Thursday,15 November, 2018
Current issue | Issue 1399, (28 June - 4 July 2018)
Thursday,15 November, 2018
Issue 1399, (28 June - 4 July 2018)

Ahram Weekly

The Tunisian connection

Rania Khallaf found Ghalia Benali’s performance at the Cairo Opera House open-air theatre during the last week of Ramadan extraordinary

The Tunisian connection
The Tunisian connection

Unlike most Arab woman singers, the Tunisian performer Ghalia Benali blends singing, recitation and dancing in a unique format on stage. With her trademark curly hair, in a traditional blue dress adorned with gold, Benali opened with a selection of lines from Umm Kolthoum’s songs in Niazi Mustafa’s Rabia Al-Adawiya (1963), written by Taher Abu Fasha. Infusing the performance with an improvisational verve and varying her delivery from hoarse to feminine and from a bang to a whimper, Benali – accompanied by violin and tabla – appeared like a gypsy with magic powers. 

Born in Brussels in 1968, Benali moved with her Tunisian family to Zarzis in southern Tunisia when she was five years old. At the age of 21 she returned to Belgium, where she completed her studies in graphic design at the Institute Saint-Luc and launched her career as a singer, attracting a unique audience spanning Europe and the Arab world. A painter and writer as well as singer-songwriter-composer, Benali can be seen as part of the Nineties Generation, that unprecedented wave of free expression, new cultural philosophies and concepts in Egypt and the Arab world. 

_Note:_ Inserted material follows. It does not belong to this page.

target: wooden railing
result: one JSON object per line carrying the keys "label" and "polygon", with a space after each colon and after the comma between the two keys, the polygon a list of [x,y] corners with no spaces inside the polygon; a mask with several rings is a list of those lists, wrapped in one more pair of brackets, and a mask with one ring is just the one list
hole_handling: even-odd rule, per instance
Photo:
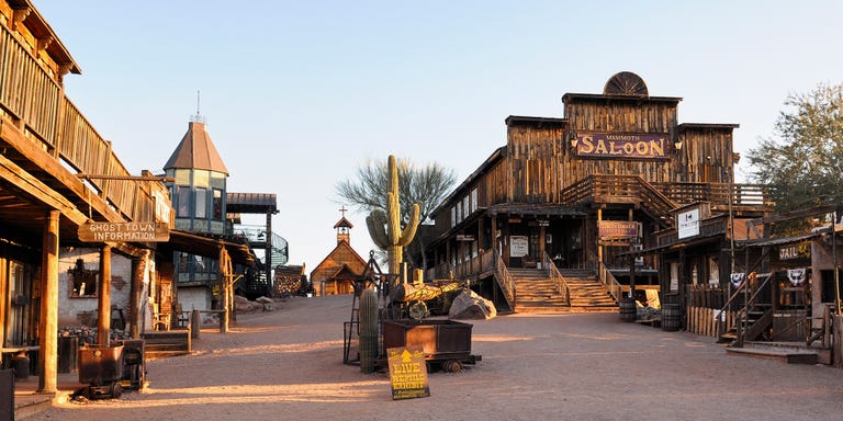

Among her early influences was the Quranic reciter Abdel-Basit Abdel-Samad, and she was nicknamed Umm Kolthoum’s Granddaughter due to her strong polymorphic voice, enunciation ability and affinity with classical Arabic. Despite the language barrier, her 2008 album Ghalia Benali sings Umm Kolthoum was a great success in Europe. Her discography also includes Romeo and Leila (2003), Al Palna and Indian Hadra (2008) and, most recently, MwSoul (2017), which is also the name of the art foundation she has recently established. Benali connects her roots in Arabic music with contemporary techniques and world fusions, making everything her own. 

To a full house at the Opera, she performed not only Umm Kolthoum and her own compositions (including Al-Hubb Abqa, a love poem by a Syrian refugee) but also Sufi poetry, notably Ibn Al-Farid’s Qalbi yuhadithuni, and such Egyptian classics as the Egyptian Mohamed Abdel-Wahab’s Ya mssafer wahdak (You who are travelling alone) and the Tunisian Hédi Jouini’s Lamouni elli gharou menni. One surprising variation was a song by Gamalat Shiha, the recently deceased Egyptian folk singer, of whom she spoke lovingly.

The longest song in the two-hour concert was dedicated to Salah Jahin, the legendary vernacular poet. Benali brilliantly performed over ten of Jahin’s famous Quartets in a heartfelt tone, singing to the accompaniment of qanun and drums. The concert ended with a du’aa (or prayer) to mark the end of Ramadan and the beginning of Eid. Her voice recalled the all but taboo tradition of female Quranic recitation, practised not only by Umm Kolthoum but by such legendary figures as Karima Al-Adiliya. This in itself was a great achievement.